Thursday 24 December 2009

Tuesday 15 December 2009

DARKNESS/ LIGHT/ DARKNESS- Jan Svankmajer

Jan Švankmajer is a Czech surrealist artist. His work spans several media. He is known for his surreal animations and features, which have greatly influenced other artists such as Tim Burton, Terry Gilliam, The Brothers Quay, Shane Acker, and many others.
Švankmajer's trademarks include very exaggerated sounds, often creating a very strange effect in all eating scenes. He often uses fast-motion sequences when people walk or interact. His movies often involve inanimate objects coming alive and being brought to life through stop-motion. Many of his films also include clay objects in stop-motion, otherwise known as claymation. Food is a favourite subject and medium. Stop-motion features in most of his work, though recently his feature films have been including much more live action sequences rather than animation.
Many of his movies, like the short film Down to the Cellar, are made from a child's perspective, while at the same time often having a truly disturbing and even aggressive nature. In 1972 the communist authorities banned him from making films, and many of his later films were suppressed. He was almost unknown in the West until the early 1980s.

Monday 14 December 2009

NEIGHBOURS- Norman McLaren

This film uses the technique known as pixilation, an animation technique using live actors as stop-motion objects. McLaren created the soundtrack of the film by scratching the edge of the film, creating various blobs, lines, and triangles which the projector read as sound. "I was inspired to make Neighbours by a stay of almost a year in the People's Republic of China. Although I only saw the beginnings of Mao's revolution, my faith in human nature was reinvigorated by it. Then I came back to Quebec and the Korean War began. (...) I decided to make a really strong film about anti-militarism and against war." — Norman McLaren

Saturday 12 December 2009

YOUR FACE- Bill Plympton



This is the film that set the style and started the career of Bill Plympton. One of the most profitable short films ever made, it's still showing all over the world. As a second-rate crooner sings about the beauties of his lover's face, his own face metamorphosizes into the most surreal shapes and contortions possible. The music was written and sung by Maureen McElheron, then slowed down to sound like a man's voice because Mr. Plympton was too cheap to hire a male singer. 1988 Academy Award nominee for Best Animation.



your face

scandinavia | MySpace Video

Friday 11 December 2009

TANGO- Zbigniew Rybczyński

"Thirty-six characters from different stages of life - representations of different times - interact in one room, moving in loops, observed by a static camera. I had to draw and paint about 16.000 cell-mattes, and make several hundred thousand exposures on an optical printer. It took a full seven months, sixteen hours per day, to make the piece. The miracle is that the negative got through the process with only minor damage, and I made less than one hundred mathematical mistakes out of several hundred thousand possibilities. In the final result, there are plenty of flaws ® black lines are visible around humans, jitters caused by the instability of film material resulting from film perforation and elasticity of celluloid, changes of colour caused by the fluctuation in colour temperature of the projector bulb and, inevitably, dirt, grain and scratches.”
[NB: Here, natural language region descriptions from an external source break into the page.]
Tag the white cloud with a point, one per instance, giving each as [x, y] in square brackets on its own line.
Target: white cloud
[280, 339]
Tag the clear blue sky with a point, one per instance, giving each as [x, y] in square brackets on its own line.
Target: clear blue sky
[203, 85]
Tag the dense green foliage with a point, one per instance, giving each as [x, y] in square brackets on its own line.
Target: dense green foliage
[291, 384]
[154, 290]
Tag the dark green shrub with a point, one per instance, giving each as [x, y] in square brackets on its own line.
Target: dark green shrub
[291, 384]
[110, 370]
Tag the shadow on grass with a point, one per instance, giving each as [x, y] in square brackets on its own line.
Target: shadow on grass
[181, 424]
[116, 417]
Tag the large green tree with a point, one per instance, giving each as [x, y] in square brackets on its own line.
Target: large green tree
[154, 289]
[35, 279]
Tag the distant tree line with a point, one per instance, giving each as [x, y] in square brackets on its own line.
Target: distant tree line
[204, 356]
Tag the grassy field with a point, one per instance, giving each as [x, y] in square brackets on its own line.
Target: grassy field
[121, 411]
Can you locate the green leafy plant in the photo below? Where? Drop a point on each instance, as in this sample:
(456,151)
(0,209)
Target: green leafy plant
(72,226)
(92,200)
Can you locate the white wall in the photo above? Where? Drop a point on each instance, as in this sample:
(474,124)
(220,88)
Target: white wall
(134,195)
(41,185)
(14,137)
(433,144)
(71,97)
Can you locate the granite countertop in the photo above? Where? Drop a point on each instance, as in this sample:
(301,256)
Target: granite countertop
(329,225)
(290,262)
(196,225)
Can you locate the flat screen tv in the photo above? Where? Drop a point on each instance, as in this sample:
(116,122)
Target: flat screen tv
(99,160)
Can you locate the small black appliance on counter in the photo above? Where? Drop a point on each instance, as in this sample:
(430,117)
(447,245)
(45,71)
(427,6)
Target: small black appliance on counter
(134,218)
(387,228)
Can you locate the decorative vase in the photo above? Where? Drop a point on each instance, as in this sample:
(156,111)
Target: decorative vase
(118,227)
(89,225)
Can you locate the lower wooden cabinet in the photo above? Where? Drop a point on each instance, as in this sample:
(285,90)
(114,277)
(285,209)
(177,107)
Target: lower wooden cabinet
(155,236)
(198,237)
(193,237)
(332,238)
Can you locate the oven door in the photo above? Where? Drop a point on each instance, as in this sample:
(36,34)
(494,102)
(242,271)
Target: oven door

- Zbig Rybczynski –Looking to the Future - Imagining the Truth,” in FranÐois Penz, Maureen Thomas, Cinema& Architecture. Mþliús, Mallet-Stevens, Multimedia, BFI, London, 1997

Saturday 5 December 2009

BROKEN DOWN FILM- Osamu Tezuka

Broken Down Film, 1985. A 6 minute animation film which parodied old cartoons, and the techniques used by animators to fake a 'film break', by having a Wild West cartoon, supposedly made in 1885, continually have faults with the tracking and the film running too fast, as well as the occasional break in the film, rendering it impossible sometimes for characters to do anything.

Dr. Osamu Tezuka is best known as the creator of Astro Boy and Kimba the White Lion. He is often credited as the "Godfather of Anime", and is often considered the Japanese equivalent to Walt Disney, who served as a major inspiration during his formative years. His prolific output, pioneering techniques, and innovative redefinitions of genres earned him such titles as "the father of manga", "the god of manga" and "kamisama of manga". His grave is located in Tokyo's Souzen-ji Temple Cemetery.


Thursday 3 December 2009

VINCENT- Tim Burton

 In 1982, Burton made his first short, Vincent, a 5:52 black and white stop motion film based around a poem written by Burton, and depicting a young boy who fantasizes that he is his (and Burton's) screen idol Vincent Price, with Price himself providing narration. The film was produced by Burton's girlfriend at the time, who was an executive at Disney.